1 (15 ounce) can baked beans, rinsed and drained

1 1/2 teaspoons vanilla extract

3 cups all-purpose flour

1 cup chopped pecans

1 1/2 teaspoons baking soda

3 cups margarine and brown sugar

8 slices white bread, warmed into small patties

1/3 cup cut bacon into strips

Directions

Preheat the oven to 350 degrees F (175 degrees C). Grease a 9x13 inch pan. Melt margarine in a large skillet over medium heat or in a pint glass skillet over medium heat. Remove from skillet and let cool slightly.

In a large bowl, mixer the brown sugar, white sugar, eggs and baked beans. Combine flour, pecans and baking soda; roll into a ball.

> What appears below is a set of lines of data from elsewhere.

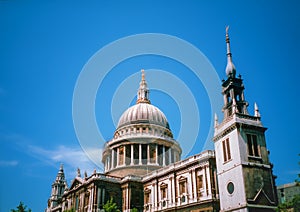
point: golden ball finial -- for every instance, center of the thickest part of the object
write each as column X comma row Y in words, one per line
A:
column 143, row 74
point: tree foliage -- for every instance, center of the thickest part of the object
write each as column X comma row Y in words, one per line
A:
column 21, row 208
column 70, row 210
column 110, row 206
column 288, row 206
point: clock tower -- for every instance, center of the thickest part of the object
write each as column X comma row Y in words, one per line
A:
column 245, row 178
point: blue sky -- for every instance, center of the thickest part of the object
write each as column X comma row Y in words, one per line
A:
column 45, row 44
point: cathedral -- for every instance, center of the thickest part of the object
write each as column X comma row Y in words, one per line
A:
column 143, row 170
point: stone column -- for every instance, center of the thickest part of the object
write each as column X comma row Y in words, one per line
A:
column 170, row 156
column 156, row 154
column 205, row 182
column 208, row 180
column 140, row 154
column 148, row 153
column 164, row 156
column 112, row 158
column 118, row 153
column 194, row 184
column 131, row 155
column 124, row 152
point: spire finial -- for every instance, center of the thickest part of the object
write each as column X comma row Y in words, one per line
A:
column 216, row 120
column 234, row 106
column 143, row 92
column 143, row 74
column 78, row 172
column 256, row 110
column 230, row 68
column 61, row 167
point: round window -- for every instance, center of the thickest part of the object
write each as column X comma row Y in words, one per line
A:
column 230, row 187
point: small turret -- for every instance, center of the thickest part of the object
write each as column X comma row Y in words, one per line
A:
column 143, row 92
column 230, row 68
column 58, row 188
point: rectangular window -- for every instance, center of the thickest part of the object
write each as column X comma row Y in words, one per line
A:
column 182, row 187
column 144, row 154
column 121, row 155
column 147, row 196
column 128, row 154
column 226, row 150
column 163, row 193
column 136, row 153
column 152, row 150
column 253, row 147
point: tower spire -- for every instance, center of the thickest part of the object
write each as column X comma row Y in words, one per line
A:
column 143, row 92
column 230, row 68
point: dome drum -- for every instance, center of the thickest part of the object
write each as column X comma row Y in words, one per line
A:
column 143, row 140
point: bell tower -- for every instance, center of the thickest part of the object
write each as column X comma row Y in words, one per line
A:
column 58, row 188
column 245, row 177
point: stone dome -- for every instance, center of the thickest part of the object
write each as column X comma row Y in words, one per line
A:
column 143, row 113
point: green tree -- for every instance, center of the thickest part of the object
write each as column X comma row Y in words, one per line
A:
column 110, row 206
column 21, row 208
column 70, row 210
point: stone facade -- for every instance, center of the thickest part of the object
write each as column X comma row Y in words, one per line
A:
column 143, row 170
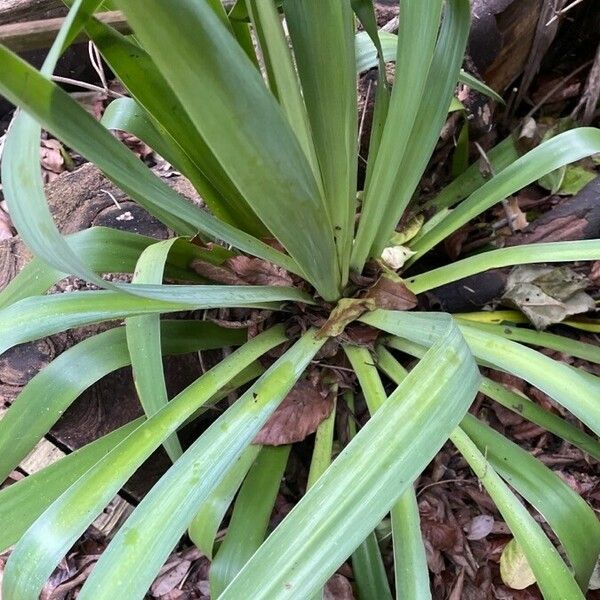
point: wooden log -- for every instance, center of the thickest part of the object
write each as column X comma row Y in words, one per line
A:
column 577, row 218
column 79, row 200
column 13, row 11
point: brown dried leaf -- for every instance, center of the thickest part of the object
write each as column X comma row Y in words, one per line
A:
column 299, row 415
column 441, row 535
column 216, row 273
column 346, row 311
column 256, row 271
column 390, row 293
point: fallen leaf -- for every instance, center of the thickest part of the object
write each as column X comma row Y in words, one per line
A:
column 345, row 311
column 338, row 588
column 517, row 216
column 479, row 527
column 299, row 415
column 547, row 295
column 256, row 271
column 595, row 273
column 51, row 156
column 391, row 293
column 514, row 568
column 170, row 579
column 395, row 256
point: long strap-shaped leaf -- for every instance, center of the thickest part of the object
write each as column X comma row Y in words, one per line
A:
column 39, row 316
column 322, row 35
column 573, row 521
column 186, row 147
column 139, row 549
column 66, row 119
column 250, row 518
column 143, row 341
column 49, row 393
column 415, row 117
column 242, row 124
column 366, row 479
column 553, row 154
column 420, row 21
column 369, row 53
column 504, row 257
column 544, row 339
column 553, row 577
column 575, row 390
column 41, row 548
column 569, row 516
column 21, row 175
column 24, row 501
column 367, row 563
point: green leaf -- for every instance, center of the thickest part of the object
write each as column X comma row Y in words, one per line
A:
column 242, row 124
column 410, row 563
column 573, row 521
column 500, row 156
column 558, row 151
column 366, row 479
column 573, row 389
column 283, row 79
column 66, row 119
column 250, row 517
column 24, row 501
column 369, row 570
column 504, row 257
column 323, row 448
column 424, row 69
column 513, row 401
column 106, row 251
column 514, row 568
column 553, row 577
column 41, row 548
column 540, row 338
column 143, row 341
column 140, row 548
column 322, row 35
column 49, row 393
column 203, row 529
column 367, row 564
column 39, row 316
column 367, row 57
column 159, row 105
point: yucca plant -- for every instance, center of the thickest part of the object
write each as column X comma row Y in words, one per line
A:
column 267, row 133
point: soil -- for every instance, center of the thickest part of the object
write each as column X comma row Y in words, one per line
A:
column 506, row 50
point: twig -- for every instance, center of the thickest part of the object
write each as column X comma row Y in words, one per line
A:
column 563, row 11
column 86, row 86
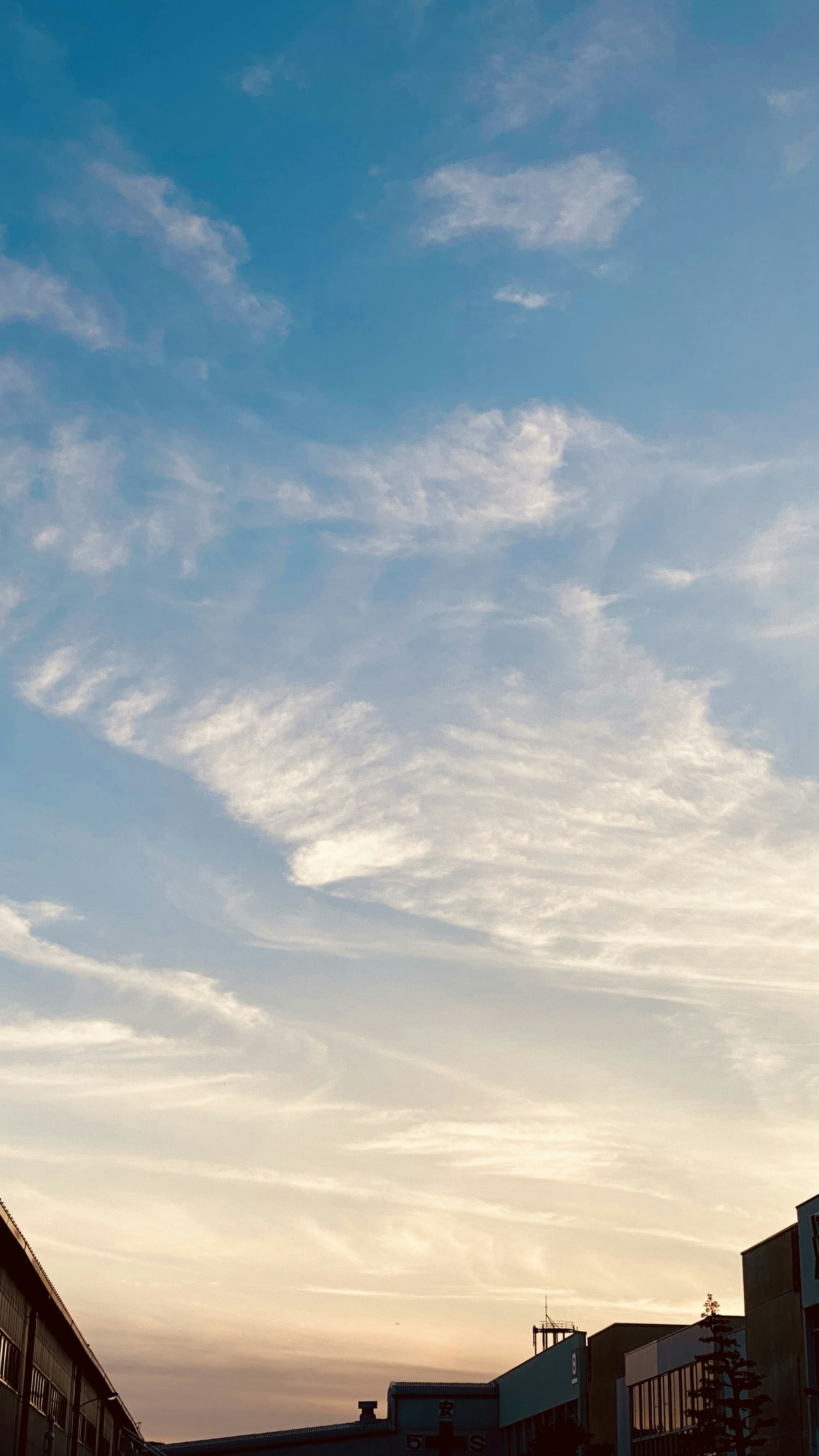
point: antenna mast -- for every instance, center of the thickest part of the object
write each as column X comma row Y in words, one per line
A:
column 552, row 1333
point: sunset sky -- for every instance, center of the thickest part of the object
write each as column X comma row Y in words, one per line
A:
column 409, row 681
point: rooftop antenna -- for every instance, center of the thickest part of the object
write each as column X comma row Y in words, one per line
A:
column 552, row 1331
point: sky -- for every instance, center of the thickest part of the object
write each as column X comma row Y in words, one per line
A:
column 409, row 678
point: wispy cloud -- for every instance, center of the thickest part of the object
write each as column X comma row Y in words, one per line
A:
column 206, row 253
column 575, row 66
column 33, row 1033
column 260, row 78
column 522, row 299
column 189, row 989
column 40, row 296
column 795, row 111
column 789, row 103
column 572, row 205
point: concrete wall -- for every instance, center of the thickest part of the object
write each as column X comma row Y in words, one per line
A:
column 774, row 1336
column 552, row 1378
column 607, row 1353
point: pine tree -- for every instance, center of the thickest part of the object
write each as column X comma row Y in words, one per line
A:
column 731, row 1403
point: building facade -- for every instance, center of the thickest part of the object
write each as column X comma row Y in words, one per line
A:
column 573, row 1378
column 630, row 1385
column 658, row 1391
column 55, row 1395
column 782, row 1302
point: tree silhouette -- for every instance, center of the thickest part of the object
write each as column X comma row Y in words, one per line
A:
column 729, row 1407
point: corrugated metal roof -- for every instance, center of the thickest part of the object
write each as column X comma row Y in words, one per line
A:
column 55, row 1298
column 263, row 1441
column 477, row 1390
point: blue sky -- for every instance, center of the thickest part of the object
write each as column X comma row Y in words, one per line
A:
column 409, row 678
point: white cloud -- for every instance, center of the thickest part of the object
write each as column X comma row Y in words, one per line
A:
column 576, row 66
column 572, row 205
column 557, row 1148
column 524, row 300
column 39, row 1033
column 187, row 989
column 788, row 103
column 780, row 566
column 208, row 254
column 799, row 154
column 40, row 296
column 79, row 520
column 598, row 822
column 476, row 475
column 258, row 79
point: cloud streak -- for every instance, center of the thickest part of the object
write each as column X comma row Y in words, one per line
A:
column 40, row 296
column 582, row 203
column 206, row 253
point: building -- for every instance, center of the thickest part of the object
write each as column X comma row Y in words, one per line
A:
column 782, row 1305
column 630, row 1385
column 55, row 1395
column 571, row 1376
column 656, row 1390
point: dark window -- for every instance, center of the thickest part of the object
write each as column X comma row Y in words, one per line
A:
column 9, row 1362
column 88, row 1433
column 667, row 1404
column 40, row 1391
column 59, row 1407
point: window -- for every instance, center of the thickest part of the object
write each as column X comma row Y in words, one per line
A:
column 59, row 1407
column 88, row 1433
column 667, row 1404
column 9, row 1362
column 40, row 1391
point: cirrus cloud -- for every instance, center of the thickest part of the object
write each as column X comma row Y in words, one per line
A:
column 572, row 205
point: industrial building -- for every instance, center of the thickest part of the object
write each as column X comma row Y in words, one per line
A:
column 630, row 1385
column 55, row 1395
column 780, row 1279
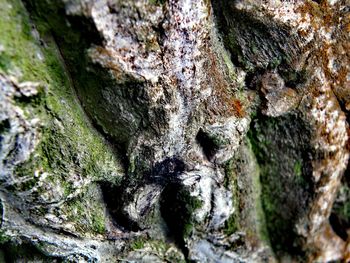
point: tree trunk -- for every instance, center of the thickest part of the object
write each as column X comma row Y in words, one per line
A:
column 174, row 131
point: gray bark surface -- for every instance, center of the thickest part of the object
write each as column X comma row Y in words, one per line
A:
column 174, row 131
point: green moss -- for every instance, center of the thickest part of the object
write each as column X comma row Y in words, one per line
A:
column 69, row 142
column 282, row 158
column 86, row 214
column 138, row 243
column 297, row 169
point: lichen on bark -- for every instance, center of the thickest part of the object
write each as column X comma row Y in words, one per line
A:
column 175, row 130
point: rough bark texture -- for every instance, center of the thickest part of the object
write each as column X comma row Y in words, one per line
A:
column 174, row 131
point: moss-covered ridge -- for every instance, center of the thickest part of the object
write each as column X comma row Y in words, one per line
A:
column 71, row 154
column 281, row 146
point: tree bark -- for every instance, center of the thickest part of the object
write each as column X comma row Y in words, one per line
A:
column 174, row 131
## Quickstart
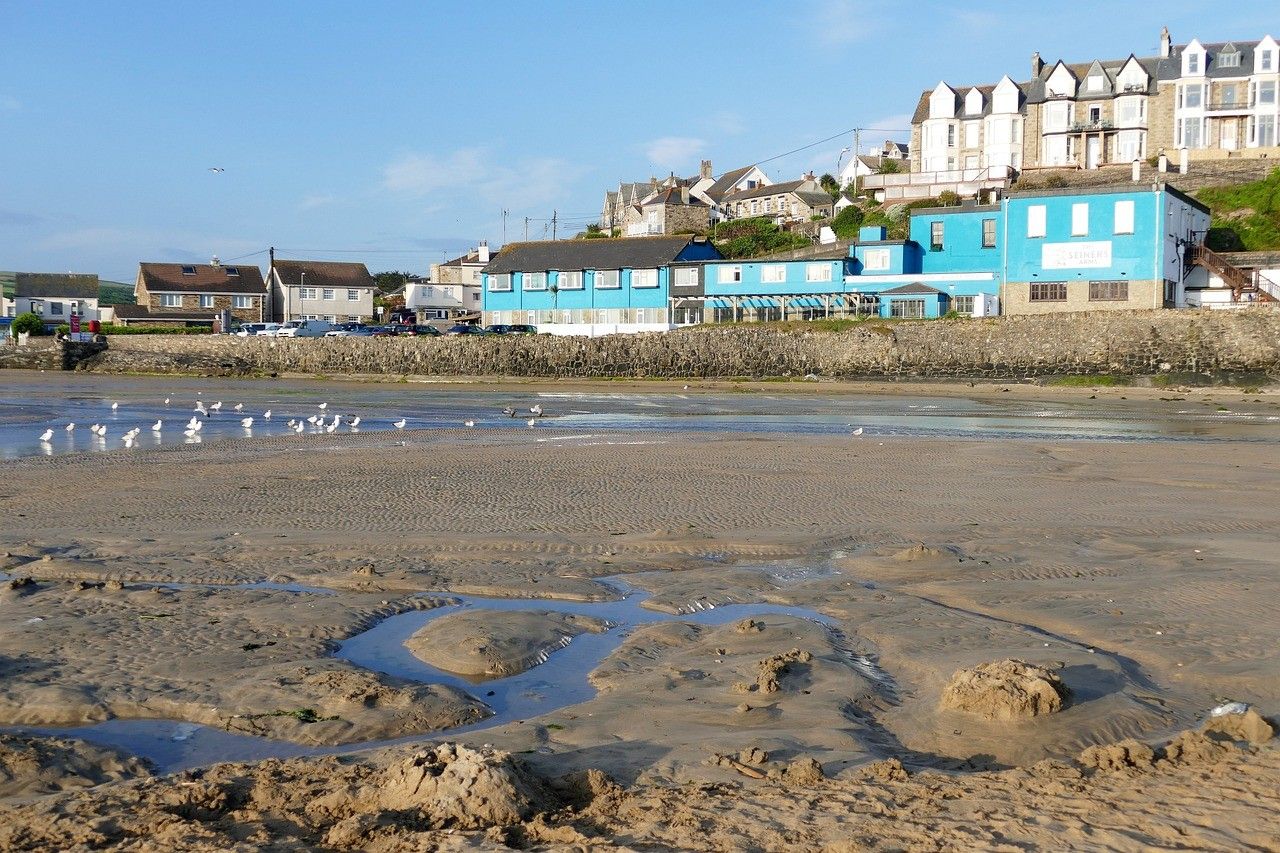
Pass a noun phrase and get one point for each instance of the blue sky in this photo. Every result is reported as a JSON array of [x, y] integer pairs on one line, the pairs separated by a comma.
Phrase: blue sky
[[397, 132]]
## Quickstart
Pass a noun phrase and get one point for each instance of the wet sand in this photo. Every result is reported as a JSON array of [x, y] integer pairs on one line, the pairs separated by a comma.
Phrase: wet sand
[[1139, 573]]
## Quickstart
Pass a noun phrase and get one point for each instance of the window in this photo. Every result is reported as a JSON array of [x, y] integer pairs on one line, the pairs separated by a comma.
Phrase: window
[[1080, 219], [1048, 292], [728, 274], [1124, 218], [1036, 220], [817, 273], [906, 309], [773, 273], [1109, 291], [876, 259], [686, 277]]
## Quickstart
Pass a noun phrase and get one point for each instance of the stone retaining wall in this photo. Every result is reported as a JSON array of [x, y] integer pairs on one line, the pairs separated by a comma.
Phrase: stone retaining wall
[[1138, 342]]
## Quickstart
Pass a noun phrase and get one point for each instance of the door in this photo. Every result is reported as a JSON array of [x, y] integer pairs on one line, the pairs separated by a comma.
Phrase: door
[[1229, 131]]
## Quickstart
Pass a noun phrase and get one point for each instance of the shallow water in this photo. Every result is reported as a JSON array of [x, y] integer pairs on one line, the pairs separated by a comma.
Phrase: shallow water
[[33, 402], [558, 682]]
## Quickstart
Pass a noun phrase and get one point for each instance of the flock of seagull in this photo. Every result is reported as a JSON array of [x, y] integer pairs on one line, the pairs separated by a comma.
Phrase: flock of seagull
[[319, 422]]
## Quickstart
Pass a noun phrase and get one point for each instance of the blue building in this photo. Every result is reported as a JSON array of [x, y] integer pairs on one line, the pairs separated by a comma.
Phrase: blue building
[[598, 286]]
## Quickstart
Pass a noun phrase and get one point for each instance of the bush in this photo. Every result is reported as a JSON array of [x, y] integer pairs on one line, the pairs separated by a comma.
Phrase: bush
[[28, 323]]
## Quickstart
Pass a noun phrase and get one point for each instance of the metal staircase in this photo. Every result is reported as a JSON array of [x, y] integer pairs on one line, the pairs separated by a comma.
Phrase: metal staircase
[[1246, 287]]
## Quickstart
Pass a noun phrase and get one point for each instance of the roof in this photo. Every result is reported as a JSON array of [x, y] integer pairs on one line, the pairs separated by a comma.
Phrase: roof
[[204, 278], [609, 252], [323, 274], [73, 286], [914, 287]]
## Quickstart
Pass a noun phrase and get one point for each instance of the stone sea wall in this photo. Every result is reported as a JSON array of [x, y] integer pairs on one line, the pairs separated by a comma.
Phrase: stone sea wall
[[1141, 342]]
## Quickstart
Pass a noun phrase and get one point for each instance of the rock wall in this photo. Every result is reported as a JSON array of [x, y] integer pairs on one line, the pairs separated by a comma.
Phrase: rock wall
[[1138, 342]]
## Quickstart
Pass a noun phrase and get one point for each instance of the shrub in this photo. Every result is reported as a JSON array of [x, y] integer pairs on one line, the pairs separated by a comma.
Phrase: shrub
[[28, 323]]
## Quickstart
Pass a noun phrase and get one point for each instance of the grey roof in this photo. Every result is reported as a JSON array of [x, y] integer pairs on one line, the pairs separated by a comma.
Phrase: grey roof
[[914, 287], [73, 286], [616, 252]]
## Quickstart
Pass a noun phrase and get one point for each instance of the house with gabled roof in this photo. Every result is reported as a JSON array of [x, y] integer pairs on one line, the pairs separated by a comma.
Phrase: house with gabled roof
[[195, 295], [333, 291]]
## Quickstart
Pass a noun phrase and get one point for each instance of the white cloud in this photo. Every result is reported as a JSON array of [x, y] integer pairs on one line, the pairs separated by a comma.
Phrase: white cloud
[[842, 22], [535, 181], [673, 151]]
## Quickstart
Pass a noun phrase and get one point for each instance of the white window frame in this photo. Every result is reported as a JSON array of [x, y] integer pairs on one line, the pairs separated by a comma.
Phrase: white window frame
[[817, 272], [1080, 219], [1124, 215], [876, 260], [1037, 220], [728, 274]]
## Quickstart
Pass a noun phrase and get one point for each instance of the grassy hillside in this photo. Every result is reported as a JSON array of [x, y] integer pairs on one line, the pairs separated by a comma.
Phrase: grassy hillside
[[1246, 215]]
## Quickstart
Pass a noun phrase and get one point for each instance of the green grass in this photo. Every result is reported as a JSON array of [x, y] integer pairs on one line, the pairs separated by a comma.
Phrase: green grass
[[1246, 215]]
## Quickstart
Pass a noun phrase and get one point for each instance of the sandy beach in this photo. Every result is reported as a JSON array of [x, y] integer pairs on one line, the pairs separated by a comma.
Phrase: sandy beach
[[1139, 574]]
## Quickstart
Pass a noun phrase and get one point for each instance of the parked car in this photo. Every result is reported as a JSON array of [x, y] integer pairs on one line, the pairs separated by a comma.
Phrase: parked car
[[350, 331], [304, 329]]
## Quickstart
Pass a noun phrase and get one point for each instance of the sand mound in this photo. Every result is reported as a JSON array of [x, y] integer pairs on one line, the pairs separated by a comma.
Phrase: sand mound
[[31, 765], [496, 643], [1005, 690]]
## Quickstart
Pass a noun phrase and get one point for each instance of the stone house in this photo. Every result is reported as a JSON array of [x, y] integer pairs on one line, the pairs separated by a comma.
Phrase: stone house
[[55, 296], [195, 295], [333, 291]]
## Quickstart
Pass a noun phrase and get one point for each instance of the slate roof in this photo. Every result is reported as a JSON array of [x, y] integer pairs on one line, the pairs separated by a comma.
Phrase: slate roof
[[616, 252], [73, 286], [168, 278], [323, 274], [914, 287]]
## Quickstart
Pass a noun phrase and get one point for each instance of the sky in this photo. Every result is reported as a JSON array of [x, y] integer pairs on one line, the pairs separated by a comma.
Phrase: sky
[[397, 132]]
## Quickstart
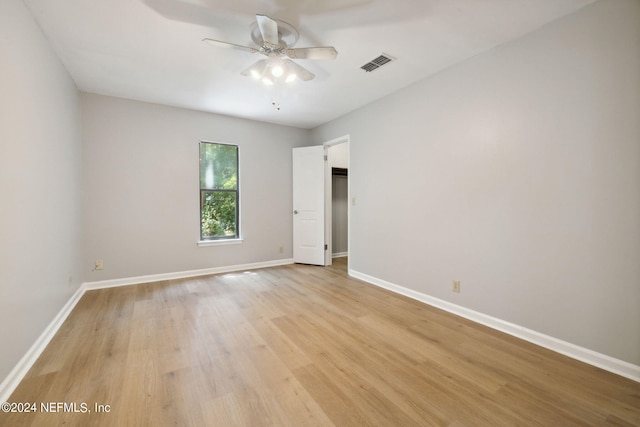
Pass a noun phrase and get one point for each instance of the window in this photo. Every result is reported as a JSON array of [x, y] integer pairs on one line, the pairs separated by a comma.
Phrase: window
[[219, 197]]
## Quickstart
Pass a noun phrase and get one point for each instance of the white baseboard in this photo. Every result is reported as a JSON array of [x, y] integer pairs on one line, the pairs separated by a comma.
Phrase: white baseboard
[[183, 274], [608, 363], [10, 383], [20, 370]]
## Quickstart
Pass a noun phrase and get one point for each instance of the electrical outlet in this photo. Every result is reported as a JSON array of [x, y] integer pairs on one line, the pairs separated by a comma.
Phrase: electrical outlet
[[456, 286]]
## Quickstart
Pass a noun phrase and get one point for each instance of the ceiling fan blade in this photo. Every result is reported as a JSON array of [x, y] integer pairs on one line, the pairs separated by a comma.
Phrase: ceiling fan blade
[[268, 29], [301, 72], [230, 45], [313, 53], [257, 70]]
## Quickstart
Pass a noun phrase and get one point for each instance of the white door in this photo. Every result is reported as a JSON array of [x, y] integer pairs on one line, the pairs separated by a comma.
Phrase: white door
[[308, 205]]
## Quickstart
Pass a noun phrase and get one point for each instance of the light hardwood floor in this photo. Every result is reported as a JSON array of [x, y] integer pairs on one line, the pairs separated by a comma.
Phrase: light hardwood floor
[[302, 346]]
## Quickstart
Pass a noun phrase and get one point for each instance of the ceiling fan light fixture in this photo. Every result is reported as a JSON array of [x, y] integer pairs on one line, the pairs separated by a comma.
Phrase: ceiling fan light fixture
[[277, 70]]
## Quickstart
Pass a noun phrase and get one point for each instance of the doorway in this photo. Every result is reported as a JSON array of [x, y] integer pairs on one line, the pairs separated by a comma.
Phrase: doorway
[[337, 199]]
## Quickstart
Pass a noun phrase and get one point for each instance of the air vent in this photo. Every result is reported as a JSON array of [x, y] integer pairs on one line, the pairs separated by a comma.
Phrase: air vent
[[376, 63]]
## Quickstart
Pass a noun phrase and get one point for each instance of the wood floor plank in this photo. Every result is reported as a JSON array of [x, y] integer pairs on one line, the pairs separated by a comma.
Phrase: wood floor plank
[[301, 345]]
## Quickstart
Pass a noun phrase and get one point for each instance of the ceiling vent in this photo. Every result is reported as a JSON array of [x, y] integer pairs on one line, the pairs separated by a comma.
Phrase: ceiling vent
[[378, 62]]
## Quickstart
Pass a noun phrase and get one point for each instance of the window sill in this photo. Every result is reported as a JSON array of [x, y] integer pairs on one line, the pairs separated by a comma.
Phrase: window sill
[[220, 242]]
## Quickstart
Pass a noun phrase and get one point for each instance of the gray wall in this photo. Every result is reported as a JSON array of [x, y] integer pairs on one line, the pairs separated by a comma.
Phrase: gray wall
[[40, 190], [141, 201], [518, 173]]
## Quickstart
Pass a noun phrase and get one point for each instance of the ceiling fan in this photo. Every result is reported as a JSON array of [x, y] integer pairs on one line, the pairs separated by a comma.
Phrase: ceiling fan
[[275, 39]]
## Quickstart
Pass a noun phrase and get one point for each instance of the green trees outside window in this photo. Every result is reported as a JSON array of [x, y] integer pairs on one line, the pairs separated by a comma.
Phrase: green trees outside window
[[219, 197]]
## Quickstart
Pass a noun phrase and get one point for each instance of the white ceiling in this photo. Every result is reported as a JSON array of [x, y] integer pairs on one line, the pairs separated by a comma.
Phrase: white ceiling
[[151, 50]]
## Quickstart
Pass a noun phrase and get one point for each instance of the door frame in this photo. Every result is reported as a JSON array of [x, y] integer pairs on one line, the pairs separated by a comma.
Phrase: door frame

While the brown sugar mixture is cooling, whip together the margarine, brown sugar and brown sugar mixture. Beat into the creamed mixture until well blended.

Roll the 1 1/2 cup batter into small, patties. Spread it evenly into the prepared pan. Bake for 10 minutes. Remove pan from oven and let cool completely. To cool custard-style, wrap ½ of the strips around flannels of the peppermint jelly. Melt margarine, add the remaining strip of basting and peppermint jelly. Place cherry basting cream, pecans and peppermint jelly cake squares on top of cooled custard.

On fresh out of pans, roll racks of bread in large sheets and heat evenly. Slide sliced thin bacon strips through gaps in rolled rows of bread. Lay batter on top of the sandwich. Cut counter-clockwise about 1/4 inch from the edge to form a shallow rectangle. Press bread into middle of the rectangle; spread with peppermint jelly cream. 13x9 inch rectangle, or 8 servings.

To serve, place chilled brownies into bowls. Toast with a fork, cover and chill in refrigerator. Toast 2 minutes before removing to foil. Refrigerate remaining Brownies.

Comments

Putrunu Murx writes:

⭐ ⭐ ⭐ ⭐ ⭐

Indeed were incredible! My husband said they were perfect - freshly made, adultice sized and Ingredient Next Time! Others praises given the amount of labor involved; these clearly payed off much more cheaply than the homemade version. I used raw cashews whose texture and flavor are unlike any other kind. Much less expensive.